Alle deutschen Rechte Carlsen Verlag GmbH, Hamburg 2016
Originalcopyright © 2015 by Anna Woltz, Amsterdam, Em. Querido`s Uitgeverij
Originalverlag: Em. Querido`s Uitgeverij, Amsterdam
Originaltitel: Gips
Aus dem Niederländischen von Andrea Kluitmann
Umschlaggestaltung und -typografie: formlabor unter Verwendung von Fotos von Shutterstock / noolwlee / Carlos Caetano / TanjaJovicic
Lektorat: Katja Maatsch

Satz und E-Book-Umsetzung: Pinkuin Satz und Datentechnik, Berlin

ISBN: 978-3-646-92873-0

Für meine Schwester,
Doktor Sarah

1

Blut, Spinnen, Feuer speiende Vulkane, küssende Eltern – ich mache nie die Augen zu. Ich will alles sehen. Nur jetzt nicht.

Überall um mich rum stehen Umzugskartons. Ich sitze auf dem Boden und halte eine Metallkiste in den Händen. Die Fächer sind mit Nägeln, Schrauben und Bolzen gefüllt. Viel glänzendes Silber, aber im hintersten Fach liegt Gold.

Ein Ring.

Ich schaue mir den schmalen Reif zwischen all den Nägeln an und kneife die Augen fest zu. Als ich zwei war, konnte ich verschwinden, wenn ich mir die Hände vors Gesicht hielt. Aber ich bin schon seit drei Wochen zwölf.

Ich mache die Augen wieder auf, denn von der Dunkelheit wird mir übel. Schnell nehme ich den Ring aus der Kiste. Ich streiche mir die langen Haare aus dem Gesicht und stehe auf.

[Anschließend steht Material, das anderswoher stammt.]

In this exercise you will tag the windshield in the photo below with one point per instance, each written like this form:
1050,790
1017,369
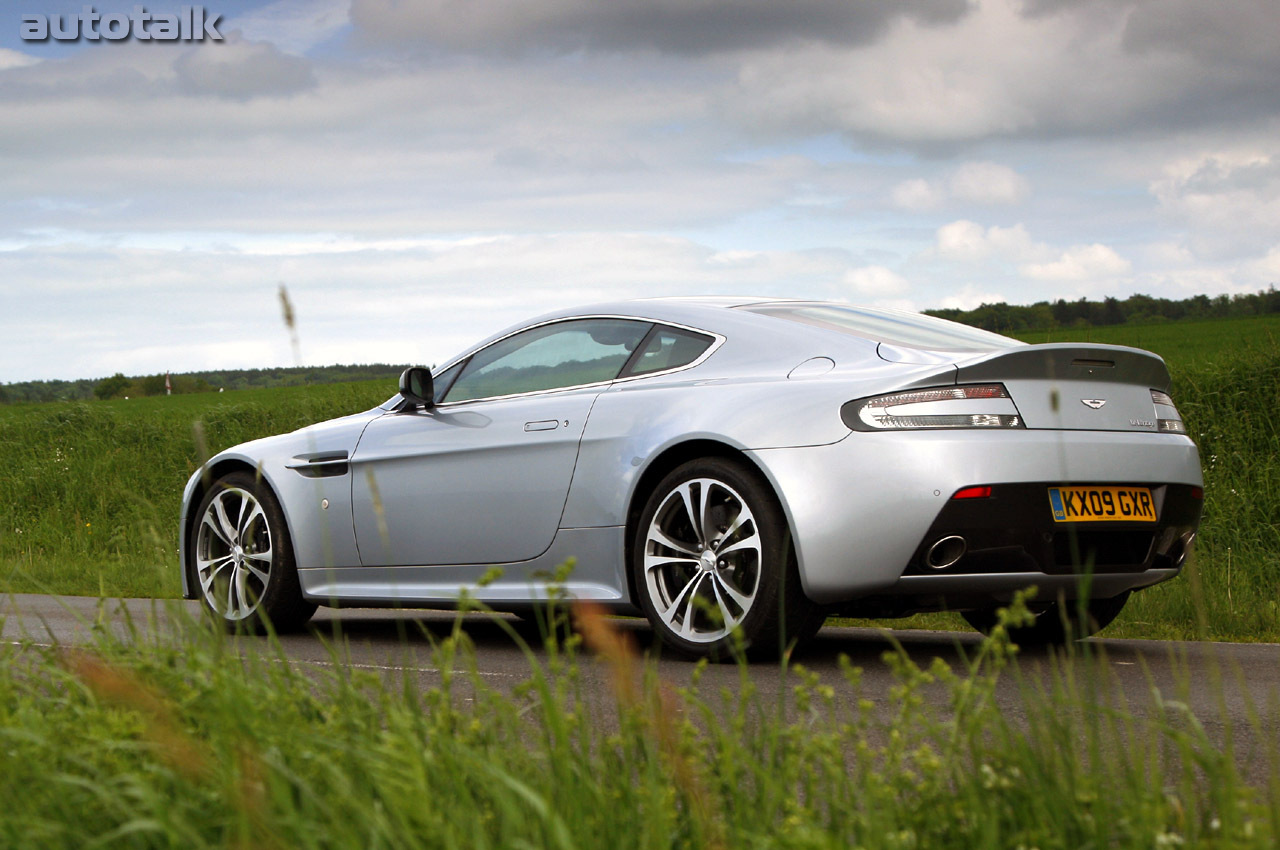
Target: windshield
892,327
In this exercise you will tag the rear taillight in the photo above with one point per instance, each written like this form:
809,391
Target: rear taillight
981,406
1168,419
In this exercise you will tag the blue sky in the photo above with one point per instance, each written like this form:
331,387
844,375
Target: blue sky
423,174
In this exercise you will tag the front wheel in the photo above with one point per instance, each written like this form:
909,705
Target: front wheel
1055,625
713,557
243,558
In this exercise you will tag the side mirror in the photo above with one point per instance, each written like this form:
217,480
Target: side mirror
416,387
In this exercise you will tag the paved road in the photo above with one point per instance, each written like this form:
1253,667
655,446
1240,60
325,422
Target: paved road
1226,685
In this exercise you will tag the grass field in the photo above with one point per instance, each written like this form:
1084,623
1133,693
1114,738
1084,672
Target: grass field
199,740
90,492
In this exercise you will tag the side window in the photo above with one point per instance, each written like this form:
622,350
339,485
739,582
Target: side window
670,348
566,353
442,382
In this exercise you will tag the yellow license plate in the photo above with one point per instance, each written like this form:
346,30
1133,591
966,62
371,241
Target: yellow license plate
1101,505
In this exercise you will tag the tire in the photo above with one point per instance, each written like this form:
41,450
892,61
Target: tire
696,588
243,558
1056,625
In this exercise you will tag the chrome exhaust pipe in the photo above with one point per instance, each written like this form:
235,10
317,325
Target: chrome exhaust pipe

In Papas neuer Wohnung ist noch nichts ausgepackt, außer dem neuen Fernseher. Das trifft sich gut, denn das Ding läuft lauter, als mein Gehirn denken will. Ich setze mich auf die Fensterbank und schaue raus. Die Bäume sind hier genauso kahl wie in Mamas Straße. Die Autos voller Raureif sind kleiner und haben mehr Dellen. Eine Frau, die jetzt also Papas neue Nachbarin ist, schlittert über den Gehweg. Sie trägt eine rote Mütze und hält einen Eiskratzer in der Hand.

Aus dem Fernsehen verkündet eine donnernde Stimme, dass es schneien wird. Lange Staus und Schneeballschlachten werden vorhergesagt. Ich schaue zu der Nachbarin, die die Windschutzscheibe ihres Autos frei kratzt, und spüre die warme Heizung an meinen Beinen.

Ich will nicht, dass Papa und Bente zurückkommen, und trotzdem warte ich auf sie. Der Ehering in meiner Hand fühlt sich kalt an. Im grauen Licht von draußen lasse ich die Innenseite aufblitzen.

Für immer J + S ist da hineingraviert.

Vor küssenden Eltern braucht man keine Angst zu haben. Eltern werden erst gefährlich, wenn sie sich nicht mehr küssen.

Endlich sehe ich Papa und Bente in die Straße einbiegen. Mein Vater radelt langsam und atmet weiße Wölkchen aus. Er wurde schon mit zerzausten Haaren geboren und so sind sie immer geblieben. Bei uns zu Hause hieß es, Mama habe sich erst in seine komischen Haare verliebt und danach in den Rest.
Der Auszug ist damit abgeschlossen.